WikiLeaks is Journalism
December 7, 2010 § 2 Comments
In the flurry of media coverage around WikiLeaks recently, the question of the organization’s status as a journalistic entity has risen. One needn’t look beyond “Fox News” to see the breadth of this country’s definition of news and journalism. If Fox News can be at all considered journalism, WikiLeaks is a shoe-in. Even if Fox News is left out of the picture, WikiLeaks is quite clearly a journalistic organization.
WikiLeaks’ role in the production of news is very different from that of a traditional news organization. As opposed to outlets like The New York Times or The Guardian, WikiLeaks isn’t concerned with breaking the most recent stories of general, but publishing in-depth original documents which journalists and the general public can analyze and draw conclusions about.
The thing that seems to be tripping us up here is that WikiLeaks takes the kind of material that has heretofore been leaked only to the gatekeepers of the news (who then vetted the information and published as they saw fit) and makes it accessible to virtually everyone.
In an editorial on the Threat Level blog, Wired.com’s Editor-in-Chief Evan Hansen touches on this.

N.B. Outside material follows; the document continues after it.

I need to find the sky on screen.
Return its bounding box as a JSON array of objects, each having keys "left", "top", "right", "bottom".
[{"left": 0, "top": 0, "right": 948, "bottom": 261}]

WikiLeaks’ role is not the same as the press’, since it does not always endeavor to vet information prior to publication. But it operates within what one might call the media ecosystem, feeding publications with original documents that are found nowhere else and insulating them against pressures from governments seeking to suppress information.
It should come as no surprise that leaked information is beginning to bypass the traditional gatekeepers of the media – so is everything else. YouTube, blogs, Twitter, and other desktop (and mobile, for that matter) publishing services have been allowing information to bypass the editors of the mainstream media for years now. Think of WikiLeaks as the new millenium’s Drudge Report (sorry, no animations this time around). When Matt Drudge broke the Lewinsky scandal, news organizations questioned the legitimacy of an online-only news source – these doubts have faded over the years with the rise outlets like The Huffington Post.
So what is it that we question about WikiLeaks’ place in the world of journalism? The answer to this question will be of the utmost importance as the U.S. government tries to muster a legal case against them. The fact that they don’t vet their information doesn’t exclude them from the world of journalism; founder Julian Assange has said that he puts out the information so that others can judge it for themselves – there is no claim that it is all important, just that it is all there. The fact that they boldly publish anything they’re given doesn’t exclude them either (Pentagon Papers, anyone?).
The only thing that seems to separate WikiLeaks from the rest of journalism is their stubborn drive to publish everything they are given, never “killing” a story because of outside pressure. If this is truly grounds for rejecting WikiLeaks as journalistic organization, then journalism is in more trouble than we thought.
Emily Bell wrote a post today about this gap between mainstream media and WikiLeaks in her post about the implications of WikiLeaks on journalism.
Benkler however does identify a central truth: that many, if not all, news organisations are uneasy with either the philosophy or the required skills of performing the same function as Wikileaks. It would be fascinating to know, if handed the cables on a thumb drive from an original source, how many news organisations would have handed them back, or published far more selectively.